Die Fraktion hatte auch die Frage der Annahmestelle des Kommunalen Wirtschaftsunternehmen Entsorgung (KWU) für Kleinmengen von Abfall in Erkner auf die Tagesordnung gesetzt (Vorlage: 016/DIE LINKE/2017). Nachdem sich die Schließung dieser Annahmestelle abzeichnete, hatte die Fraktion beantragt, den Landrat zu beauftragen, mit dem KWU Entsorgung die Beibehaltung einer Annahmestelle für Kleinmengen in Erkner zu prüfen und dem Kreistag im Juni 2017 über das Ergebnis zu berichten.
Die Annahmestelle für Kleinmengen in Erkner umfasst einen Einzugsbereich von deutlich mehr als 30.000 Einwohnern.
Unabhängig von der Regelung für die gewerbliche Entsorgung sollte für die Region zwischen Schöneiche, Grünheide und Neu-Zittau eine auch von den Einwohnerinnen und Einwohnern akzeptierte Annahmestelle für Kleinmengen erhalten bleiben.

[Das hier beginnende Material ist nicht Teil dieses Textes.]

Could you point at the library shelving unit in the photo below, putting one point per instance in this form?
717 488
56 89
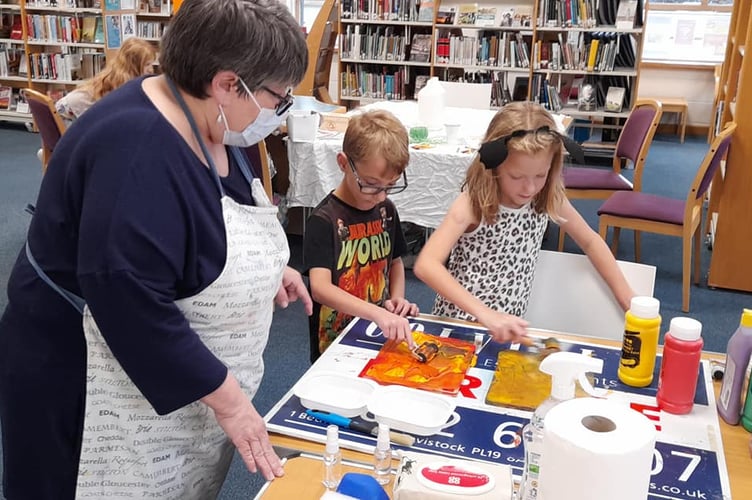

Eine Verlagerung der Annahmestelle an den weniger bewohnten äußersten Rand des Entsorgungsgebietes lässt insbesondere im berlinnahen Bereich Probleme erwarten.
Der Landrat hat vor dem Kreistag die Erfüllung dieses Anliegens und einen entsprechenden Bericht bis zur nächsten ordentlichen Sitzung des Kreistages zugesagt. Vor diesem Hintergrund haben wir auf eine formelle Beschlussfassung verzichtet.
Zu den Eigenarten von Kommunalpolitik gehört freilich, dass Jörg Vogelsänger (SPD, Mitglied des Landtages Brandenburg, Minister für Ländliche Entwicklung, Umwelt und Landwirtschaft, Landtagsabgeordneter, Mitglied des Kreistages Oder-Spree, Mitglied der Stadtverordnetenversammlung Erkner) vor dem Kreistag sein und das Bemühen seines Bürgermeisters Jochen Kirsch (SPD) für eine Lösung zusagte. Auf einen entsprechenden Antrag der Linksfraktion in der Stadtverordnetenversammlung Erkner am 27. September 2016 hatten beide freilich noch deutlich ablehnend reagiert (siehe: 12. SVV Erkner am 27. 9. 2016:
TOP 15.6 – Antrag der Fraktion DIE LINKE, Erhalt des Kommunalen Wirtschaftsunternehmens in Erkner – Entsorgungsunternehmen KWU. Die Stadtverordnetenversammlung Erkner lehnt mehrheitlich den Antrag der Fraktion DIE LINKE, Erhalt des Kommunalen Wirtschaftsunternehmens in Erkner – Entsorgungsunternehmen KWU, ab. Quelle: http://www.bis.erkner.de/instanz_1/
).
Hoffen wir also auf ein vernünftiges Ergebnis.